Salmon is a perfect match for the rich warming spices of Thai red curry paste, creamy coconut milk, and fresh ginger. The splash of fresh lime juice at the end adds a bright hit of acidity to balance the richness. Curry pastes can vary in intensity, so taste a tiny bit before adding it to the pot.
Ingredients
10 to 12 ounces salmon , skin and pin bones removed Available in Our Salmon Subscription Box
Salt
1 tablespoon coconut oil or vegetable oil
1 small red bell pepper, cored and thinly sliced
1 large shallot, thinly sliced
1 tablespoon peeled and finely chopped fresh ginger
1 large garlic clove, finely chopped
1 to 3 tablespoons Thai red curry paste (depending on heat preference)
1 tablespoon light or dark brown sugar
1 (14-ounce) can full-fat coconut milk (see note)

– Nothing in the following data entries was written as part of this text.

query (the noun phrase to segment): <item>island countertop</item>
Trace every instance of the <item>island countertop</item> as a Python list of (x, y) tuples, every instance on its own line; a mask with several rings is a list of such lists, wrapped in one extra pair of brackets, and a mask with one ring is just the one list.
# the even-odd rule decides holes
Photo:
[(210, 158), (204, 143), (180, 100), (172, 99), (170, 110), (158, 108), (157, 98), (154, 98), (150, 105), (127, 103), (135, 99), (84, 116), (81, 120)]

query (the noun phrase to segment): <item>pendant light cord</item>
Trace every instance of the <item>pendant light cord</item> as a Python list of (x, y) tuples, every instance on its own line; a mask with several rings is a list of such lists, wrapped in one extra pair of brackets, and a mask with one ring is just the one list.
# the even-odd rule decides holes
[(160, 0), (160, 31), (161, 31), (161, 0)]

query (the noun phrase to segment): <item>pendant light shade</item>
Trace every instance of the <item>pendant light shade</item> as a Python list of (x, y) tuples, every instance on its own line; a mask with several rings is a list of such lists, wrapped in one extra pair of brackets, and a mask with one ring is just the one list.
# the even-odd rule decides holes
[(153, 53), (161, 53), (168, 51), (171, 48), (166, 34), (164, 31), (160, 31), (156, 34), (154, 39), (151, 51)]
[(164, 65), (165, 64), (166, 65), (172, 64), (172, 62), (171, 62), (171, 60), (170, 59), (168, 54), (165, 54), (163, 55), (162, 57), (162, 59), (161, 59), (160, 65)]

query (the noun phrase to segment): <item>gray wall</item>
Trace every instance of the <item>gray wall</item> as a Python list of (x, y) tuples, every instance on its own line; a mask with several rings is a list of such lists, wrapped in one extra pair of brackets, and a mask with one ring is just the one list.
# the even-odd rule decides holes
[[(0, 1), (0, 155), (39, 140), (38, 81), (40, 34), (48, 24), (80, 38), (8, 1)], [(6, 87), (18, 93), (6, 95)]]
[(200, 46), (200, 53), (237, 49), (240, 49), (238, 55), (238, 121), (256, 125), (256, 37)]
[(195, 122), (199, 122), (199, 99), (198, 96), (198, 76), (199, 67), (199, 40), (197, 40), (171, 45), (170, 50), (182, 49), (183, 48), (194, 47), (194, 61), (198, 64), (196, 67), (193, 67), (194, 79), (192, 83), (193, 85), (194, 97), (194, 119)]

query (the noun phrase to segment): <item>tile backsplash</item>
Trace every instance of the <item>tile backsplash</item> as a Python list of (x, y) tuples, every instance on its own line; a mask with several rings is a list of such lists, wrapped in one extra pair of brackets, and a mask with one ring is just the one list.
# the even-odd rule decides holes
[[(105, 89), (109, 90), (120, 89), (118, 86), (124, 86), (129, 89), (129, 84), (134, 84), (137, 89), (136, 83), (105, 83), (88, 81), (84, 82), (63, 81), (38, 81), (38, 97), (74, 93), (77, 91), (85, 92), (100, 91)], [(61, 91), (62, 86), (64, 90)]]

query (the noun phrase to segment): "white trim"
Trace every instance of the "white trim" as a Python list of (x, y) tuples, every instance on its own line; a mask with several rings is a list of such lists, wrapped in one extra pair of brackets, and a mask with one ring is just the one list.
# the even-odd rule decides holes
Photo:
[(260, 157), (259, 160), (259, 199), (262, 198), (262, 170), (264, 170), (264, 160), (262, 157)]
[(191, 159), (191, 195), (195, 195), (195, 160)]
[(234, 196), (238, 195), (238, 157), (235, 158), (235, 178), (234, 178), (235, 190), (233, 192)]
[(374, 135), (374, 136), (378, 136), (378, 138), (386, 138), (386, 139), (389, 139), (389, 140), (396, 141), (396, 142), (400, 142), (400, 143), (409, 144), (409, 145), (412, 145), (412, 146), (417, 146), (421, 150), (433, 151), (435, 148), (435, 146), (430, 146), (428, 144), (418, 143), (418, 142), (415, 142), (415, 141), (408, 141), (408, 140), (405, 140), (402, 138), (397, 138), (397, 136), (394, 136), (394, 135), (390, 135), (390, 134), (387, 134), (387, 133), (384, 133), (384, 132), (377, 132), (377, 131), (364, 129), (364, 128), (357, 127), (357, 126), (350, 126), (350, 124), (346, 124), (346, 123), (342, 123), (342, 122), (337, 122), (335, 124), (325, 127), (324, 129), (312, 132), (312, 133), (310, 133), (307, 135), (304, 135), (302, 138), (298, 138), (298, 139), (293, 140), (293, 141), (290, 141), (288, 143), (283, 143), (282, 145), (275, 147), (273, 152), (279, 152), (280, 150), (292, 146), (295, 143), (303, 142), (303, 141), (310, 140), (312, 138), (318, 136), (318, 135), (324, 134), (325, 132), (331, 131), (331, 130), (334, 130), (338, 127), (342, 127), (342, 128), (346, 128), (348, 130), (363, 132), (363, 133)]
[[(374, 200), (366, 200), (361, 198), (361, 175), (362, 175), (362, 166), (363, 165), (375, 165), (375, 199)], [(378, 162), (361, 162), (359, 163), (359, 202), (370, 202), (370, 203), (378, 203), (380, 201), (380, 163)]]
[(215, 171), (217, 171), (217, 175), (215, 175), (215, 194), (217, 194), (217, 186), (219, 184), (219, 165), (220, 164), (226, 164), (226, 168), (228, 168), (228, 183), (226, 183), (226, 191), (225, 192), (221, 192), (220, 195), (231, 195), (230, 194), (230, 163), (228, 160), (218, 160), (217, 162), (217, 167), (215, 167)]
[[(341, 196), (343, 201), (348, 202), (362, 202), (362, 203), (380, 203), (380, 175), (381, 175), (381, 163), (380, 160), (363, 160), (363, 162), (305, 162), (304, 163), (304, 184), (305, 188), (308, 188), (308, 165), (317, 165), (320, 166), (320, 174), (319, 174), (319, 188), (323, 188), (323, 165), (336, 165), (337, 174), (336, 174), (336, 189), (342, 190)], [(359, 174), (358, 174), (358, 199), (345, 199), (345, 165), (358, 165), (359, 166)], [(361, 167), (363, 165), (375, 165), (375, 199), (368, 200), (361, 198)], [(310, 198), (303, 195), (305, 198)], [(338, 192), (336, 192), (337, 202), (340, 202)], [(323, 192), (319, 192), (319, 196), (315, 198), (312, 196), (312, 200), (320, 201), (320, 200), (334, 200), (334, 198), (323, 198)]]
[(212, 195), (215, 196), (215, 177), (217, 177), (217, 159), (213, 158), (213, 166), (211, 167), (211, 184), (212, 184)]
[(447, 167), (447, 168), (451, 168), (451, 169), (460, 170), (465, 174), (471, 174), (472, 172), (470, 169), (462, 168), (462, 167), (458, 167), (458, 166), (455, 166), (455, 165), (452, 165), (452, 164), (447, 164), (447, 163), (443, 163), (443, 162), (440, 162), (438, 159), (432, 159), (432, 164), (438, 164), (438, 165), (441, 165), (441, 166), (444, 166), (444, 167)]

1 cup seafood, chicken, or vegetable broth
1 tablespoon Asian fish sauce, plus more for seasoning
1 stalk lemongrass, bottom 6 inches, smashed
2 baby bok choy, chopped, or 1 packed cup chopped regular bok choy
Steamed rice, fresh cilantro and Thai basil leaves, sliced scallions, chopped peanuts, sliced fresh chiles, and lime wedges for serving
Directions
Prep the Salmon
On a cutting board, cut the salmon into 1½-inch pieces and sprinkle lightly with salt. Set aside.
Sauté the Aromatics
In a medium pot or large saucepan, heat the oil over medium-high heat until shimmering. Add the bell pepper, shallot, ginger, and garlic and cook, stirring, until softened and lightly browned, 5 to 7 minutes.
Build the Curry Base
Stir in as much of the curry paste as desired along with the brown sugar and cook, stirring, until heated through. Add the coconut milk, broth, fish sauce, and the lemongrass and bring to a boil. Lower the heat to medium and cook until the peppers are tender and the liquid is reduced by half, about 15 minutes.
Add the Bok Choy and Salmon
Add the bok choy and salmon and simmer until the bok choy is tender and the fish is cooked through but not falling apart, 2 to 4 minutes. Season to taste with more fish sauce and salt if needed.
Finish and Serve
Just before serving, remove the lemongrass. Divide the rice and curry between 2 or 3 shallow bowls. Top each portion with cilantro, basil, scallions, chiles, and lime wedges, and serve at once.
Pro Tips
Pair it Up
Look for off-dry whites with a little sweetness to cut the spice, such as a gewürztraminer, riesling, or sauvignon blanc. For beer, a crisp, fruity Belgian-style witbier will echo the curry’s fragrant lemongrass flavor
Ingredient Info
Low-fat coconut milk doesn’t offer the luxuriousness of full-fat coconut milk.